Doing a lot of thinking about telling my parents we’re getting married. That sounds like the sort of conversation that should be joyful, but as with so many things in families, it’s more complicated than it should be. My mom (who is the Minister of Foreign Affairs in their household) really doesn’t like Z, although over the last three or so years of our six-year relationship, she has been civil to him most of the time.

So Goddess knows how that’s going to go. I really hate drama. I will ride to the end of the Earth on an ill-fitting bicycle to avoid conflict. But my mom is a fucking drama queen. I don’t use that choice of words to be cruel. She was dealt a tough hand in her life, didn’t have healthy role models growing up, and has exhibited a lot of strength and wit in getting by as an adult. BUT. She doesn’t have a mature approach to dealing with people who are different than her set of ideals. (Z has flaws. I get it. But she can’t get past her perception of those flaws.)

Although she does try, she also doesn’t really have a handle on when it’s appropriate to just let me live my life. (Case in point – she called me yesterday all worried about whether or not I pluck my eyebrows. She is seriously worried that, should I pluck my eyebrows, they’ll never grow back and I will regret it terribly when I’m older. Of course, I reassured her that I would never do such a thing. Because really, do I want to have a fight about my eyebrows? I do not.)

So all this is to say that, while I want to do the right thing, and have my parents over for a nice dinner and tell them, like a group of mature adults that Z and I have decided to solemnize our relationship, there is a very real potential that it could all go sideways. Best case scenario: a sort of horrified silence, and an undertone of sadness to the rest of the evening, because they have GOT to have seen this coming. Worst case scenario: sobbing, insane accusations, damaged relationships.

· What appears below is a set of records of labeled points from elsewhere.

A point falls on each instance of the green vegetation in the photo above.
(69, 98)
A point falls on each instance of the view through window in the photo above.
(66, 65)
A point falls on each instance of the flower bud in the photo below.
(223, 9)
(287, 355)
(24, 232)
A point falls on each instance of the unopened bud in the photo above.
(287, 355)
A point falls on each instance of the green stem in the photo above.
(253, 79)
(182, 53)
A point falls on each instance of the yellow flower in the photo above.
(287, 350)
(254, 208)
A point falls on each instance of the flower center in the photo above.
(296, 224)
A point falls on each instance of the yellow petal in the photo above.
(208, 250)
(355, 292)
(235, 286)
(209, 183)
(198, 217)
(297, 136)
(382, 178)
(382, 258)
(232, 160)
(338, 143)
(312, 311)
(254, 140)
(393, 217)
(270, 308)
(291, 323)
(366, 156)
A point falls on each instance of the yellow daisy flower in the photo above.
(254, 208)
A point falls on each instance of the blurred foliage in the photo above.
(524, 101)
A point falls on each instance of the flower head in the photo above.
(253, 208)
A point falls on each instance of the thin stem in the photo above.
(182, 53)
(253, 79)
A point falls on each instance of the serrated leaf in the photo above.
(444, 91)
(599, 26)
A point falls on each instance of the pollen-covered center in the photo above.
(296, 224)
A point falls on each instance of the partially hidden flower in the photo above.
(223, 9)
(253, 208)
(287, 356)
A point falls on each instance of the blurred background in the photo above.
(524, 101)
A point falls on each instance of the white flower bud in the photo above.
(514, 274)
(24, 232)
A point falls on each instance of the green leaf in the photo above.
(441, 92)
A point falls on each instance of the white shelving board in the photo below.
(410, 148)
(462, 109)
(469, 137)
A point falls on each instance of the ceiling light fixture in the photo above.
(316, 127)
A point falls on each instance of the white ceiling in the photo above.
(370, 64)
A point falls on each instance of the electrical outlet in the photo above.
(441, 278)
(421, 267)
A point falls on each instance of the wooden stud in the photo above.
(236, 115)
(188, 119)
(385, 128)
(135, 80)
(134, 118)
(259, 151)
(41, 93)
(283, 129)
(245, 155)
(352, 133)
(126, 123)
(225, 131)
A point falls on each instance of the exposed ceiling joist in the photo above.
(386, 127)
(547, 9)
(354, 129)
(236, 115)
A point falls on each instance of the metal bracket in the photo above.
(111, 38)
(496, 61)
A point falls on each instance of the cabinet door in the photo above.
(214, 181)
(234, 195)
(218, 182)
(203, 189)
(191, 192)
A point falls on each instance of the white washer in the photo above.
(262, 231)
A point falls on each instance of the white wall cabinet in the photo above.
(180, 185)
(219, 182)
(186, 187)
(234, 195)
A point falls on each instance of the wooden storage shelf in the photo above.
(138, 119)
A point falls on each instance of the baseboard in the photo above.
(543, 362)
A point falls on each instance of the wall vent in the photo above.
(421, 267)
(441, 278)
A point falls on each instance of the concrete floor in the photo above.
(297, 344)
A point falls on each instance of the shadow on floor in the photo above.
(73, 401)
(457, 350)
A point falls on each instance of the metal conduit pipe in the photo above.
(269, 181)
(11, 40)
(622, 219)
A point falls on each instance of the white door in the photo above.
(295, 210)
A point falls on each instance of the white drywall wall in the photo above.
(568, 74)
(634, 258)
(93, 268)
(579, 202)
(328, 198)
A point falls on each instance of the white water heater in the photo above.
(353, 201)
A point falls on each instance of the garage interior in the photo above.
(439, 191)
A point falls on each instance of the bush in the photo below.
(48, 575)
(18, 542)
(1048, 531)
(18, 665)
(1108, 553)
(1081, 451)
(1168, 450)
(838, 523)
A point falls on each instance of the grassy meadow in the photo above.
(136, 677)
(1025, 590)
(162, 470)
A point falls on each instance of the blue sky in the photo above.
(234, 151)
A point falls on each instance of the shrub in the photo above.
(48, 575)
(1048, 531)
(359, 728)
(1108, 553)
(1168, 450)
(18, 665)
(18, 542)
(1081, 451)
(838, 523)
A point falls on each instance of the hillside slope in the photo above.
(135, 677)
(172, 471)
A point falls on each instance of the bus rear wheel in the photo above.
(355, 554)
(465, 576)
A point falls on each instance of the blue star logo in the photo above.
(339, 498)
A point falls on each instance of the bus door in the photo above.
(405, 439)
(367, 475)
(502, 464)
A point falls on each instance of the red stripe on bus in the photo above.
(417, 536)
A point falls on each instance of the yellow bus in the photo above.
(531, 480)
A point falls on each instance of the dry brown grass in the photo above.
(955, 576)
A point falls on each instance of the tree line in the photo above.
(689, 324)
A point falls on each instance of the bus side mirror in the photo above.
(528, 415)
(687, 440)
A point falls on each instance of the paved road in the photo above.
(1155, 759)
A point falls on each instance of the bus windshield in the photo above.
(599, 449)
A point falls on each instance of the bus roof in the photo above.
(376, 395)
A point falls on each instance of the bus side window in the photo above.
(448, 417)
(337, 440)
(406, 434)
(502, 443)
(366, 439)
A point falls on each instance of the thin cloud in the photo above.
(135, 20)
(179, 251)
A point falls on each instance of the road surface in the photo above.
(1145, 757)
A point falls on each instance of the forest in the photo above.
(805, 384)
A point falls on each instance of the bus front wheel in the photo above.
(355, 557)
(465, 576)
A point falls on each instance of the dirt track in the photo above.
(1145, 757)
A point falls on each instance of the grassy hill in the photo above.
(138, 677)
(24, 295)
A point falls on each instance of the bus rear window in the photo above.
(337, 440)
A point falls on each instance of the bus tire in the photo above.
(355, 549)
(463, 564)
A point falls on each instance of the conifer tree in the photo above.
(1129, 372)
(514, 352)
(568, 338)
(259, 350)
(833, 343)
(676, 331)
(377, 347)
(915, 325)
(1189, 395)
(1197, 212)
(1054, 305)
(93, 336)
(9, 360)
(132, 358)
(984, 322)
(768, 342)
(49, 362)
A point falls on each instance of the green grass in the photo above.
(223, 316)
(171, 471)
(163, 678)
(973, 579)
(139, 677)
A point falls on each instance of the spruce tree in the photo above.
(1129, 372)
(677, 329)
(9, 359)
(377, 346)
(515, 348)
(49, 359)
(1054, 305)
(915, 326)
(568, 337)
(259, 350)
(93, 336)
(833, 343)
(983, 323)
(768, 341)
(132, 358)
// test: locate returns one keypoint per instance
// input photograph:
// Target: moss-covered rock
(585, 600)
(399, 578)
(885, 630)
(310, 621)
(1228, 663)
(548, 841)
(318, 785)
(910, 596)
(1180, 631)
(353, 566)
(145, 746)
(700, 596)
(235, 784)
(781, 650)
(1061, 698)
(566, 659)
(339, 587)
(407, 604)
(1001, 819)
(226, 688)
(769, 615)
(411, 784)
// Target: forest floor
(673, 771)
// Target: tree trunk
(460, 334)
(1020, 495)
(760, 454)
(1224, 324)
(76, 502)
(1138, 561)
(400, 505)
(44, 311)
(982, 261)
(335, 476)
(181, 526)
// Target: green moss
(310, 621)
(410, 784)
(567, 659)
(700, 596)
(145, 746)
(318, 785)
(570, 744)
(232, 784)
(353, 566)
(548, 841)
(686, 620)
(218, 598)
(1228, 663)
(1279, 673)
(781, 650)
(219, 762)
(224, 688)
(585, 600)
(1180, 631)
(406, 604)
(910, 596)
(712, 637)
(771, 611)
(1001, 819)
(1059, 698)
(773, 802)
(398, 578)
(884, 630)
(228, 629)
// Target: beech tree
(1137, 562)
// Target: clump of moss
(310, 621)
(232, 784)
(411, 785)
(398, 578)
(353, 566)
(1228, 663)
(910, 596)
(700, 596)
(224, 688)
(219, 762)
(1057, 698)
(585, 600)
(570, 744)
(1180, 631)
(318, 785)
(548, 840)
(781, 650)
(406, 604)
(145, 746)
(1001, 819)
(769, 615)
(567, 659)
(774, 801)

We’re going to do it anyways, because the time is here for me to be the grownup in my relationship with my parents. I need to set the tone of mature, compassionate interactions. If I think telling them we’re getting married is going to be a gong show, wait until we tell them we’re having a baby. Wait until we tell them that baby is going to the supreme evil DAYCARE. (Remember the eyebrow conversation? Well my mom doesn’t believe in daycare. Jesus.)

Grown-up me. Strong me. While I certainly have the capacity to over-think anything at all, I am reasonably sure that this is what I want. Z and I have a low-drama, supportive relationship, and we make each other happy. I know there is nothing worse than parental disapproval – I remember my friend M all in knots when he first moved in with his then-girlfriend, because his Catholic parents disapproved. It’s a terrible feeling. But the solution is just to be sensitive and considerate of them, and try to have a mature relationship with them WHILE LIVING YOUR LIFE. And that’s what we are planning to do. Next weekend.